By Nancy Bernhard
What’s the difference between writing history and writing historical fiction? As an historian turned novelist, I bring the same love of research and discovery to each project. I respect facts and timelines in my fiction, but when evidence ends, imagination steps in and I invent freely.
My novel The Double Standard Sporting House is set in an elite brothel in 1868 New York. At that time there were more than 500 brothels in the city, from dirt cheap and risky to wildly expensive and elegant, but we have very little evidence about the women working in any of them.
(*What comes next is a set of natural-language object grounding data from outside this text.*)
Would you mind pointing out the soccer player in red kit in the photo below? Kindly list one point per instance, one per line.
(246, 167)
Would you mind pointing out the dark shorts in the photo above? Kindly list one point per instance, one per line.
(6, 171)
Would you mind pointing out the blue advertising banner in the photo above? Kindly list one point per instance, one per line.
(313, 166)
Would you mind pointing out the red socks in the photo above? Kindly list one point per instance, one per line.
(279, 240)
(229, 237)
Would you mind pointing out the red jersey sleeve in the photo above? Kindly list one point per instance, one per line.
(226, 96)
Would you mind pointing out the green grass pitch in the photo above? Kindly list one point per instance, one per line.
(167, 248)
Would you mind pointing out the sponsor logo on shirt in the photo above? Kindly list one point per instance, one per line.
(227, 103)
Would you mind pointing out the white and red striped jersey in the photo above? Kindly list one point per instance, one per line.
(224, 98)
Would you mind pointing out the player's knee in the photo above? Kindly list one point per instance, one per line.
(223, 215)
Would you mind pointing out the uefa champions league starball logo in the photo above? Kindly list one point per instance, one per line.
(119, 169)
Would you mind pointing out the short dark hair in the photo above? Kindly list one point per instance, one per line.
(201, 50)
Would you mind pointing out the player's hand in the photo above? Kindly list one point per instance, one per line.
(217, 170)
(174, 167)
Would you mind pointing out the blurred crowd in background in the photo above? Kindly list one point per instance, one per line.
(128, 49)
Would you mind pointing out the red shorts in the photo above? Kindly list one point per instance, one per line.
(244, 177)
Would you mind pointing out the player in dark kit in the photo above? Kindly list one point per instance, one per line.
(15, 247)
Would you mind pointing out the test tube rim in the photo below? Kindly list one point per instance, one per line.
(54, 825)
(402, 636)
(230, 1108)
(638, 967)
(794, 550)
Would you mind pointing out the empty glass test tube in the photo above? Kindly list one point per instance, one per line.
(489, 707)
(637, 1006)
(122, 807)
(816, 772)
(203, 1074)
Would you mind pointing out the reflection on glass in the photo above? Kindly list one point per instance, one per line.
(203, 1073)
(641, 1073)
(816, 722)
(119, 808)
The few contemporary studies reek of moral hypocrisy and the sexual double standard.
The women of premium brothels had intimate access to the most powerful men in the city, members of the corrupt Tammany Hall political machine at the height of its power. I chose this setting because I wanted to set the power of intimacy, compassion, and community against that based in competition, violence, and exploitation. My heroine is a healer who runs the brothel to fund her clinic for women, and to practice medicine as she sees fit.
My first question when researching 19th century prostitutes was: who were they? Many thousands scraping by as housemaids or needleworkers did it to supplement meager wages. 30% of women at that time did occasional sex work just to get by! In contrast, 1-2% of women do sex work today when we have access to many more kinds of employment.
Educated or middle-class girls most often found themselves in prostitution because they were seduced and abandoned, or raped. Cast out or ashamed, unable to return to their families or homes, it was often their only option, and it could be very lucrative. Apart from going on stage or trading stocks, owning a brothel was the only way for a single woman to gain property or earn a fortune.
I chose 1868 because of one half-line in historian Marilyn Wood Hill’s book Their Sisters’ Keepers: Prostitution in New York City, 1830-1870, describing “a brief but unique era when prostitution was managed predominantly by females.” That era ended when the Tammany Hall political machine gained control of the sex trade through trafficking and exploitation, which seeded my plot and antagonists.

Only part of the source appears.